Moreover, investigating the social psychological effects of AI experience opens up a range of topics that extend beyond scenarios of direct human–computer interaction and provides a new perspective from which to explore the social impact of AI. No questionnaire measuring AI experience has previously been developed, but the present study filled this gap. The AI Experience Questionnaire can not only be used to measure AI experience and quantitatively analyze the psychosocial effects of AI experience, but it can also be widely applied in other AI social psychology studies—for instance, to test for group differences in AI experience when this is set as a control variable and to screen for specific levels of AI experience when recruiting participants. However, due to the rapid evolution of AI, the AI Experience Questionnaire must be modified to account for the latest research and technological developments, and the specific entries must be iteratively updated to reflect the current performance of artificial intelligence.
These findings also have practical implications for helping people feel more connected to humanity.

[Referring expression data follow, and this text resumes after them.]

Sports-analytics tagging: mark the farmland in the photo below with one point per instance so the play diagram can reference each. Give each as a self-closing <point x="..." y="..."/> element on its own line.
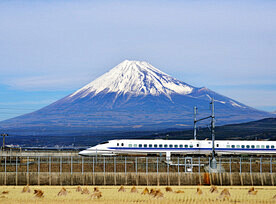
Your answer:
<point x="110" y="194"/>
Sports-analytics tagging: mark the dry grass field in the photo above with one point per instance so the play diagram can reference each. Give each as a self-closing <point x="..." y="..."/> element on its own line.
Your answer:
<point x="138" y="194"/>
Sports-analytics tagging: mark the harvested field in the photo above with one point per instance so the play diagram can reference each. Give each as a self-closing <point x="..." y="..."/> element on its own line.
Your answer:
<point x="110" y="194"/>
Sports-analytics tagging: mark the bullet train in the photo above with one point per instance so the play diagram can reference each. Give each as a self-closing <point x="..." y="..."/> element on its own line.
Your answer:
<point x="180" y="147"/>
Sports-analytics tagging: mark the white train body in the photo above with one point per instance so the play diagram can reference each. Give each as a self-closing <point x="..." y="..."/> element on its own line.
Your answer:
<point x="168" y="147"/>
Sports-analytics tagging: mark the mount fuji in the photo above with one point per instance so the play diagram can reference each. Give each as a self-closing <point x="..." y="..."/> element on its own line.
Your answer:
<point x="133" y="96"/>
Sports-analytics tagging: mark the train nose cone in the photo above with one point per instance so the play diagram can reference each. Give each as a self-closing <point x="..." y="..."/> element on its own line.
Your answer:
<point x="84" y="153"/>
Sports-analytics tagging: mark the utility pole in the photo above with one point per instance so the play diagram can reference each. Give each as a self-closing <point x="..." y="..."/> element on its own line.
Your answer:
<point x="4" y="135"/>
<point x="195" y="110"/>
<point x="213" y="162"/>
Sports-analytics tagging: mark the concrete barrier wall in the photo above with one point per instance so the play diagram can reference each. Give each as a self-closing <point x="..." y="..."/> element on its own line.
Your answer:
<point x="261" y="179"/>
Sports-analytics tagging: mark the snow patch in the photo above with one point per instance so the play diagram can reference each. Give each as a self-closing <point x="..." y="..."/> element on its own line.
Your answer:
<point x="135" y="78"/>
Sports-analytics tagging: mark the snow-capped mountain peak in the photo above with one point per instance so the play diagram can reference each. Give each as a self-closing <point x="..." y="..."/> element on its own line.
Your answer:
<point x="135" y="78"/>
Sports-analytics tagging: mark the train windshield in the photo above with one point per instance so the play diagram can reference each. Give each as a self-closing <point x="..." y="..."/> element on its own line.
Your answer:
<point x="104" y="142"/>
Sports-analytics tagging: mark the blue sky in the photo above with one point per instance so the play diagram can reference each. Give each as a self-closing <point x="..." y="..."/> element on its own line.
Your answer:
<point x="49" y="49"/>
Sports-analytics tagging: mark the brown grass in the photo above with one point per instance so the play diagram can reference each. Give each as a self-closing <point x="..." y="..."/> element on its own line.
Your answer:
<point x="26" y="189"/>
<point x="109" y="194"/>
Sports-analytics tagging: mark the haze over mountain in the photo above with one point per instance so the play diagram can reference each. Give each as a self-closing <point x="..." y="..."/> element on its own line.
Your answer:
<point x="133" y="96"/>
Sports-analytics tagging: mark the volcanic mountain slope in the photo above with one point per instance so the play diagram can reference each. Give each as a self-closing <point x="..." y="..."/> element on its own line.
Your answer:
<point x="134" y="95"/>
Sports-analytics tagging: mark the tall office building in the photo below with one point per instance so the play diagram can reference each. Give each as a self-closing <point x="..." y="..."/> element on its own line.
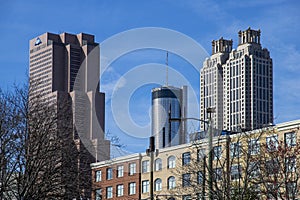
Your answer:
<point x="238" y="83"/>
<point x="67" y="66"/>
<point x="169" y="102"/>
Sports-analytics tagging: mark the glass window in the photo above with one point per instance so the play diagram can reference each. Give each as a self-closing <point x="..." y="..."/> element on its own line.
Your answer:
<point x="120" y="171"/>
<point x="186" y="158"/>
<point x="272" y="142"/>
<point x="171" y="182"/>
<point x="132" y="188"/>
<point x="109" y="173"/>
<point x="145" y="166"/>
<point x="171" y="162"/>
<point x="145" y="186"/>
<point x="158" y="164"/>
<point x="186" y="180"/>
<point x="235" y="172"/>
<point x="200" y="177"/>
<point x="98" y="176"/>
<point x="272" y="166"/>
<point x="132" y="168"/>
<point x="109" y="192"/>
<point x="217" y="150"/>
<point x="254" y="147"/>
<point x="290" y="139"/>
<point x="235" y="149"/>
<point x="120" y="190"/>
<point x="290" y="164"/>
<point x="157" y="185"/>
<point x="98" y="194"/>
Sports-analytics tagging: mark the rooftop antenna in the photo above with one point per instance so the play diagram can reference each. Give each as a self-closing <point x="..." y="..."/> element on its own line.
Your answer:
<point x="167" y="70"/>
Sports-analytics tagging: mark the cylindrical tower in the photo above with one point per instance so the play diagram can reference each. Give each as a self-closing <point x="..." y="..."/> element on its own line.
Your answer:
<point x="168" y="101"/>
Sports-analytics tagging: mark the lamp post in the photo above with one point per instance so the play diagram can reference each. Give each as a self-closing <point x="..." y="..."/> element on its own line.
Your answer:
<point x="210" y="136"/>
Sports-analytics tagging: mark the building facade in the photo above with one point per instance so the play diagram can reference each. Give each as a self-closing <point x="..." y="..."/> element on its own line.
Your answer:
<point x="169" y="102"/>
<point x="239" y="84"/>
<point x="258" y="164"/>
<point x="65" y="68"/>
<point x="117" y="178"/>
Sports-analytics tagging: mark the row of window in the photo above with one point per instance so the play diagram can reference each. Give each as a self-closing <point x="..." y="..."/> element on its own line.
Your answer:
<point x="120" y="172"/>
<point x="158" y="184"/>
<point x="119" y="191"/>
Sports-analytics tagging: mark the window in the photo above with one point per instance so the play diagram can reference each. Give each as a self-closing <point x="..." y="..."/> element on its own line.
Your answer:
<point x="254" y="147"/>
<point x="186" y="180"/>
<point x="171" y="182"/>
<point x="217" y="152"/>
<point x="272" y="142"/>
<point x="272" y="190"/>
<point x="200" y="177"/>
<point x="235" y="149"/>
<point x="217" y="174"/>
<point x="145" y="166"/>
<point x="132" y="168"/>
<point x="98" y="194"/>
<point x="132" y="188"/>
<point x="120" y="171"/>
<point x="120" y="190"/>
<point x="157" y="185"/>
<point x="109" y="174"/>
<point x="186" y="158"/>
<point x="290" y="164"/>
<point x="290" y="139"/>
<point x="98" y="176"/>
<point x="272" y="166"/>
<point x="145" y="186"/>
<point x="158" y="164"/>
<point x="235" y="172"/>
<point x="200" y="154"/>
<point x="171" y="162"/>
<point x="109" y="193"/>
<point x="253" y="169"/>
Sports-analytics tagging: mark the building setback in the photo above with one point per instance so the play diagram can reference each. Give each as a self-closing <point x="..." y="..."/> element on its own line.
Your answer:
<point x="168" y="101"/>
<point x="238" y="83"/>
<point x="60" y="72"/>
<point x="179" y="171"/>
<point x="117" y="178"/>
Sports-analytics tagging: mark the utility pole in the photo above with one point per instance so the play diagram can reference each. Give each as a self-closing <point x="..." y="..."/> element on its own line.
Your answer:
<point x="150" y="152"/>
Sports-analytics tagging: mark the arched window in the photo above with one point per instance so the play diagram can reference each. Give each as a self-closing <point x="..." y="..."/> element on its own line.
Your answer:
<point x="157" y="184"/>
<point x="171" y="162"/>
<point x="158" y="164"/>
<point x="171" y="182"/>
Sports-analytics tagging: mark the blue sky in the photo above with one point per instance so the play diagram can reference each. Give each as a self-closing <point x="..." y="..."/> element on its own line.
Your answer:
<point x="202" y="20"/>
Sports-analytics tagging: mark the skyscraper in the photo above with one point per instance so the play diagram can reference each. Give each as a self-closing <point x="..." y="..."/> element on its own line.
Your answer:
<point x="168" y="101"/>
<point x="67" y="65"/>
<point x="238" y="83"/>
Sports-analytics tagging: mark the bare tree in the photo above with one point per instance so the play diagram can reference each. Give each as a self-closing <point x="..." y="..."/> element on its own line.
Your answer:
<point x="40" y="156"/>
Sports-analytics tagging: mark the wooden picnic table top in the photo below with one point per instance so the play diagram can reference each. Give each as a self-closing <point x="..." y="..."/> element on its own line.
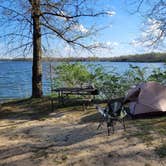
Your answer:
<point x="75" y="89"/>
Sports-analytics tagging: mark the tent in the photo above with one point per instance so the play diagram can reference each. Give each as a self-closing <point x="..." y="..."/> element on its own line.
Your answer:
<point x="146" y="98"/>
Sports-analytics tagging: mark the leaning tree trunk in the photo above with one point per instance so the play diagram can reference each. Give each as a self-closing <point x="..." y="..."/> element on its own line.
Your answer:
<point x="37" y="53"/>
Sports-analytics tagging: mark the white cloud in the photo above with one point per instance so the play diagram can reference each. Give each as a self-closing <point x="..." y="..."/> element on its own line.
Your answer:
<point x="113" y="44"/>
<point x="111" y="13"/>
<point x="151" y="35"/>
<point x="80" y="28"/>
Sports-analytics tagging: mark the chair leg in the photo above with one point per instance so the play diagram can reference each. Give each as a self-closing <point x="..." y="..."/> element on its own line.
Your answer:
<point x="124" y="127"/>
<point x="101" y="123"/>
<point x="52" y="105"/>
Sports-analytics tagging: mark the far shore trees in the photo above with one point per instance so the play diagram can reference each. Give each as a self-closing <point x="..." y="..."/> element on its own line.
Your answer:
<point x="27" y="26"/>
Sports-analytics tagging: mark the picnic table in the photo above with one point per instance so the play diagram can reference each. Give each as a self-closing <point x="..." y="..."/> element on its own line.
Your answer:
<point x="84" y="92"/>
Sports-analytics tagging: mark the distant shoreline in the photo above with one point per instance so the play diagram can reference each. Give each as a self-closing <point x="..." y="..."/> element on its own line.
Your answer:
<point x="148" y="57"/>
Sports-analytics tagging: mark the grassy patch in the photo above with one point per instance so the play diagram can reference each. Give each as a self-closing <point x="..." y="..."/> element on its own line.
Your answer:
<point x="149" y="129"/>
<point x="161" y="150"/>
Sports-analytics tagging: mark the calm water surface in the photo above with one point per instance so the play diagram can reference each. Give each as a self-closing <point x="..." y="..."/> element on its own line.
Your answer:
<point x="15" y="76"/>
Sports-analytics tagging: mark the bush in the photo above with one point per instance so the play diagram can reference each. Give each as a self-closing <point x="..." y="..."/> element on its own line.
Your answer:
<point x="110" y="84"/>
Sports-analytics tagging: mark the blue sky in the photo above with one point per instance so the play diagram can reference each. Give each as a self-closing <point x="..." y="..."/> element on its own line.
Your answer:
<point x="122" y="29"/>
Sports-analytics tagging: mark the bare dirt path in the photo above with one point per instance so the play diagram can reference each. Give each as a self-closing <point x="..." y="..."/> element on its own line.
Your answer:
<point x="71" y="138"/>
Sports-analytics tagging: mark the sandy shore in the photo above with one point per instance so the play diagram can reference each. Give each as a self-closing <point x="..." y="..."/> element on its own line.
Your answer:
<point x="71" y="138"/>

Historically, social categorization among groups has led people to favor their ingroups [49] and act derogatorily toward outgroups [50]. AI experience may become a new factor in the common ingroup identity model, because the experience of using artificial intelligence technologies and applications enhances their perceived anthropomorphism and perceived proximity, making people inclined to perceive AI as an outgroup object, thus affecting their self-categorization.

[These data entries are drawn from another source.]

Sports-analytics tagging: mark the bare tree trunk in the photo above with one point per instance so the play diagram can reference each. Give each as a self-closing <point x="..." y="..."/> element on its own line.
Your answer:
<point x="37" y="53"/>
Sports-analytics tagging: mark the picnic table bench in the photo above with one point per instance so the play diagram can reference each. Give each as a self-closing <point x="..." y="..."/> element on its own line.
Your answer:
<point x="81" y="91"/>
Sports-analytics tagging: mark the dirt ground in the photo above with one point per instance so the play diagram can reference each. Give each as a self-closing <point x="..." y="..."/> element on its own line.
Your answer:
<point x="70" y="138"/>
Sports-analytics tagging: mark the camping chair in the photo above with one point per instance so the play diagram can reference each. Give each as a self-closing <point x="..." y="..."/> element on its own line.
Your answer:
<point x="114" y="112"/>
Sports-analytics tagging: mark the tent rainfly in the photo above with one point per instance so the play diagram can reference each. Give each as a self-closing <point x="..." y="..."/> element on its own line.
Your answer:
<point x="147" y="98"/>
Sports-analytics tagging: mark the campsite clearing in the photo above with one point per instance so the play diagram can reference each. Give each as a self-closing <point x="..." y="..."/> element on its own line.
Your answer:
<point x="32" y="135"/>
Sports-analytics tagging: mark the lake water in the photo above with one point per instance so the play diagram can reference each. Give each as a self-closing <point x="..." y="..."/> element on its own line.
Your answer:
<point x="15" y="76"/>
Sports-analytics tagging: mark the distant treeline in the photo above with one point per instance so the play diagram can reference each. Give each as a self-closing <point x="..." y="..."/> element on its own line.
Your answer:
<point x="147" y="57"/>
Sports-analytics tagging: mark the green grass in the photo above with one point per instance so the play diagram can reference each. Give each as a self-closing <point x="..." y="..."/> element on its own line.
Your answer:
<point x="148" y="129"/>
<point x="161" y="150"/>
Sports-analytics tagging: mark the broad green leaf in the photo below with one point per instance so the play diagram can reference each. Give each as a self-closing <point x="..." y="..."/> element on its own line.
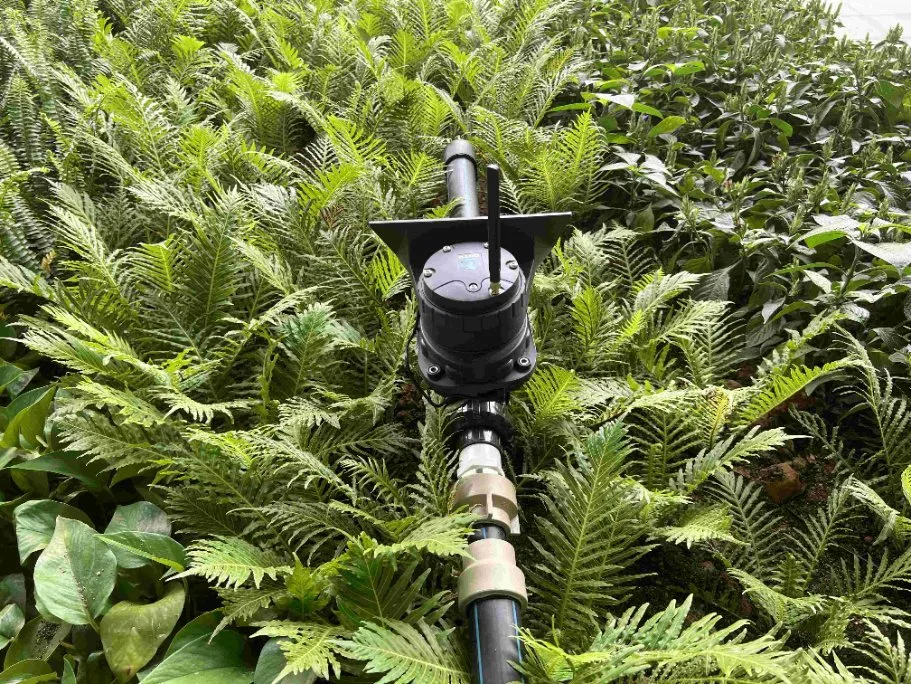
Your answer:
<point x="28" y="672"/>
<point x="686" y="68"/>
<point x="132" y="632"/>
<point x="782" y="126"/>
<point x="36" y="641"/>
<point x="202" y="626"/>
<point x="69" y="674"/>
<point x="666" y="125"/>
<point x="271" y="663"/>
<point x="11" y="623"/>
<point x="35" y="522"/>
<point x="645" y="109"/>
<point x="896" y="253"/>
<point x="27" y="424"/>
<point x="12" y="590"/>
<point x="135" y="549"/>
<point x="68" y="463"/>
<point x="203" y="661"/>
<point x="75" y="574"/>
<point x="141" y="516"/>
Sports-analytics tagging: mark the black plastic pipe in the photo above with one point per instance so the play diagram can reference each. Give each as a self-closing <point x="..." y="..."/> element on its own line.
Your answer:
<point x="493" y="226"/>
<point x="493" y="624"/>
<point x="494" y="621"/>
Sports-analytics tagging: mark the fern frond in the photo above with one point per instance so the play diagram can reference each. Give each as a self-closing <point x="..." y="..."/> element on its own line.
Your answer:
<point x="700" y="525"/>
<point x="406" y="653"/>
<point x="772" y="392"/>
<point x="231" y="562"/>
<point x="589" y="537"/>
<point x="753" y="523"/>
<point x="309" y="647"/>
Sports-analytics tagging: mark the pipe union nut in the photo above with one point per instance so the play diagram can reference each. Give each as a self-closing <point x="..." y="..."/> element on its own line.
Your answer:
<point x="491" y="571"/>
<point x="490" y="496"/>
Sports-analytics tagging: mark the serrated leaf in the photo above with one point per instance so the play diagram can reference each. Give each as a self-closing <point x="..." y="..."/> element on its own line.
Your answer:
<point x="308" y="647"/>
<point x="272" y="662"/>
<point x="405" y="653"/>
<point x="67" y="463"/>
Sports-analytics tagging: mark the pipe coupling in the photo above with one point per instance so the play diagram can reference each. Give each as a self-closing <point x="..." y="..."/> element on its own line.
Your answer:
<point x="491" y="570"/>
<point x="490" y="496"/>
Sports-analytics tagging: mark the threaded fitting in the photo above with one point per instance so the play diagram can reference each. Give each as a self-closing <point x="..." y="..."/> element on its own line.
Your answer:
<point x="490" y="496"/>
<point x="491" y="570"/>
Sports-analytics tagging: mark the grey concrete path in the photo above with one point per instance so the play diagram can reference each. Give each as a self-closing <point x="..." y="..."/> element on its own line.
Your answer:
<point x="874" y="18"/>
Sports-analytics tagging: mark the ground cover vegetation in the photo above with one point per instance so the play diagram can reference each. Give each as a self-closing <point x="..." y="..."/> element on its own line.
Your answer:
<point x="213" y="466"/>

6.2. Limitations and Future Directions

This study had limitations that could be overcome by certain avenues of future investigation. First, the psychological mechanisms behind different cultures need to be further tested. One explanation is that Westerners’ ingroup identification is dominated by social categories, whereas Easterners’ ingroup identity is formed on the basis of relations, as mentioned in the introduction [34]. Westerners are therefore more sensitive to the categorical distinctions between ingroups and outgroups. An alternative explanation for this observation is that multicultural experiences predict less prejudice via stronger identification with all humanity (IWAH) [51]. The participants of Western culture recruited in this study were from the United States, a multiracial immigrant country. Thus, they had more contact with members of different cultures and experiences with different cultural elements, because they lived in more culturally diverse environments. Future research can investigate whether multicultural experiences are the psychological mechanism behind the moderating role of culture in a manipulative experiment. Furthermore, future research could also manipulate AI threat to the common interests of humans to test the alternative hypothesis and then measure whether Western culture (where ingroup identifications are category-based) still has an amplifying effect. If there are more than categorical cues, Western culture would no longer be shown to have an amplifying effect on human identity. The category-based hypothesis would then be further supported. This would also provide stronger evidence for the change in AI’s social categorization, which is the minimum condition for AI to enhance human identity.
Furthermore, although our conclusions were drawn specifically in the context of comparisons between Western cultures (particularly the United States) and East Asian cultures (particularly China), we believe that the correlation between AI experience and human identity provides a useful framework for viewing cultural effects on social identity processes more broadly. Future studies, conducted in a greater number of countries, could explore these issues further. In addition, the interaction between these factors should be further explored. The moderating role of culture suggests that AI experience acts in combination with other factors, instead of acting independently, so we are also interested in how the effect of contamination varies along with other factors.

7. Conclusions

To conclude, the present study examined AI experience as a predictor of human identity. As expected, AI experience positively predicted human identity, even when controlling for AI threat, educational level, international mobility experience, gender, age, and culture. However, mere AI exposure was not significantly positively correlated with human identity. We demonstrate that AI awareness, consisting of perceived anthropomorphism and perceived proximity, mediated the relationship between AI experience and human identity. In addition, for both Easterners and Westerners, the correlation between AI experience and human identity was significantly positive; however, the correlation between Westerners’ AI experiences and human identity was stronger than that of Easterners. Extending previous social identity research, this study implies that AI experience is a positive predictor of the tendency to perceive AI as an outgroup and thus positively correlates with identification with humankind.

Author Contributions

Conceptualization, C.W. and K.P.; methodology, C.W.; software, C.W.; validation, C.W. and K.P.; formal analysis, C.W.; investigation, C.W.; resources, K.P.; data curation, C.W.; writing—original draft preparation, C.W.; writing—review and editing, C.W. and K.P.; visualization, C.W.; supervision, K.P.; funding acquisition, C.W. and K.P. All authors have read and agreed to the published version of the manuscript.

Funding

This research was funded by the National Education Sciences Planning 2022 Youth Project from the Ministry of Education of China (grant number: EEA220518).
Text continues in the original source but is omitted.